A Curse of Silence: A Mystery of Ancient Egypt
This is the fourth of Lauren Haney’s Lieutenant Bak series. A rumor sweeps down the Nile, from Kemet to Wawat: Queen Hatshepsut plans to disband her frontier army and transform fortresses into warehouses. The proposed cost-cutting maneuver will be a disaster for the Wawat. Troops are necessary to hold back the warlike desert nomads from the towns and farms that have grown up along the river. Amonked, a kinsman of the Queen, arrives with a delegation to study the proposal. The local people fear his report will leave them without protection, and so Amonked finds himself a popular visitor.

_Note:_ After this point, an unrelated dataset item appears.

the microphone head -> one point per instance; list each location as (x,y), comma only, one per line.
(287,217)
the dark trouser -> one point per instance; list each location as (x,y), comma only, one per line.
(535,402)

When a well-liked local prince is found slain in a house where Amonked’s party has rested, suspicion immediately lights upon the outsiders. Lieutenant Bak, searching for the murderer, joins their caravan as it travels south.
The setting, eighteenth-dynasty Egypt, is, in a word, authentic. Each scene has a dusty, low-tech taste and feel. I admired the author’s easy familiarity with her sympathetic inspector as well as the colorful and mostly unromanticized descriptions of homes, marketplaces and towns. That said, I felt the solution was overlong in arriving. Despite all the evocative description and traditional cast of red herring suspects, there was a sense that the old Agatha Christie form was starting to chafe the sides of this talented author.